Der erste Tag des Seminars würde sich um den Beleidigten drehen. Darauf,
dass dessen Geschlechtsorgan tatsächlich nach Döner riecht, weist überhaupt
nichts hin. Dass Recep Tayyip Erdoğan ein unangenehmer Präsident ist, gilt
in der Bundesrepublik aber als Konsens – sowohl wegen des Kriegs gegen die
Kurden als auch wegen des Umgangs mit der Pressefreiheit in der Türkei. In
der Flüchtlingsfrage hat sich Merkel trotzdem an Erdoğan gebunden. Alles
zusammen macht ihre Entscheidung nun so unpopulär: Wie sie es auch
anstellt, sie kann den Anschein nicht verhindern, dass ihre politische
Zukunft vom türkischen Präsidenten abhängt – und sie deshalb kein Veto
gegen die Ermittlungen einlegt.
Der zweite Tag des Seminars würde sich um den Koalitionspartner drehen.
Merkel hat schließlich nicht allein über die Angelegenheit entschieden.
Formell waren auch Innen-, Außen- und Justizministerium beteiligt.
## Was heißt schon Heraushalten?
Vizekanzler und Wirtschaftsminister Sigmar Gabriel, obgleich nicht
offiziell zuständig, durfte ebenfalls mitreden. Seine Sozialdemokraten
haben in der zurückliegenden Woche eine beeindruckende Wende zustande
gebracht. Als das Strafverlangen der türkischen Regierung am Wochenende
gerade erst im Auswärtigen Amt eingetroffen war, druckste die SPD noch
herum.
Zustimmen? Ablehnen? „Wir fahren gut mit dem Grundsatz, dass sich die
Regierung aus der Justiz heraushält“, sagte Generalsekretärin Katarina
Barley noch am Montag. Heraushalten heißt eigentlich: Die
Staatsanwaltschaft machen lassen.
Im Laufe der Woche ließen die Sozialdemokraten dann aber durchsickern,
anderer Meinung zu sein als Merkel. Die beteiligten SPD-Minister
Frank-Walter Steinmeier und Heiko Maas stimmten am Ende sogar dagegen, die
Ermittlungen zu erlauben. Zwei Stunden nach Merkel treten sie am Freitag
dann selbst vor die Kameras.

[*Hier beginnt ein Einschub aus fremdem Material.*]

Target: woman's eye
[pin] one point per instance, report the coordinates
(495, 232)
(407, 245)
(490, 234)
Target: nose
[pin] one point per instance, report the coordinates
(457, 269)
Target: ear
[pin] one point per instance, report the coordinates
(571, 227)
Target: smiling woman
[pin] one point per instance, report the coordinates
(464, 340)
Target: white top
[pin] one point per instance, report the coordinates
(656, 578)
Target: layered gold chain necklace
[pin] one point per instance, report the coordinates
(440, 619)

Beide sagen: „Meinungs-, Presse und
Kunstfreiheit sind höchste Grundgüter unserer Verfassung.“
Das kann sozialdemokratische Überzeugung sein. Vielleicht hat die SPD aber
auch einfach nur festgestellt, dass sie bei diesem Thema endlich mal gegen
Merkel punkten kann.
## Böhmermanns Erfolg
Und damit kommen wir zum dritten Tag des Seminars: Wie kommt Merkel aus der
Situation raus?
Die komplette Konfrontation mit Erdoğan wollte sie offenbar vermeiden.

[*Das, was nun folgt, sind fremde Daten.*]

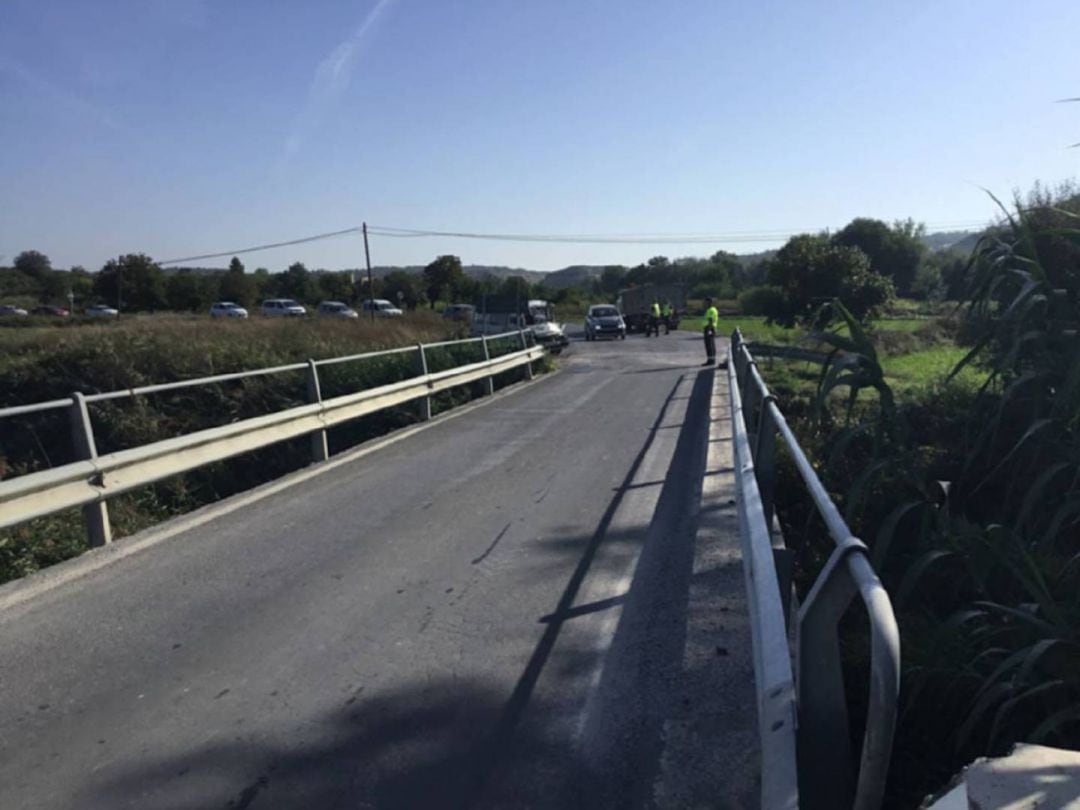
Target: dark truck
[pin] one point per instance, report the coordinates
(636, 304)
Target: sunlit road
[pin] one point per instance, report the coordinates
(501, 610)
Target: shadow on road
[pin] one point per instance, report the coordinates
(437, 743)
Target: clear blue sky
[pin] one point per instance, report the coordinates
(186, 126)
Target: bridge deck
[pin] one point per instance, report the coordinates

Deswegen überstimmte sie die SPD-Minister. Als Kniefall vor dem Türken soll
das aber auch nicht erscheinen. Also bereitete sie auch etwas für ihre
Kritiker vor: Die Forderung an die Türkei, Grundrechte zu schützen. Und die
Ankündigung, den Paragrafen 103 bald aus dem Strafgesetzbuch zu streichen.
„Wir werden einen Gesetzentwurf zu seiner Aufhebung vorlegen“, sagt die
Kanzlerin am Ende ihres Statements. Manche Abgeordnete fordern das seit
Jahrzehnten. Die Union hatte stets widersprochen. Jetzt stimmt sie zu.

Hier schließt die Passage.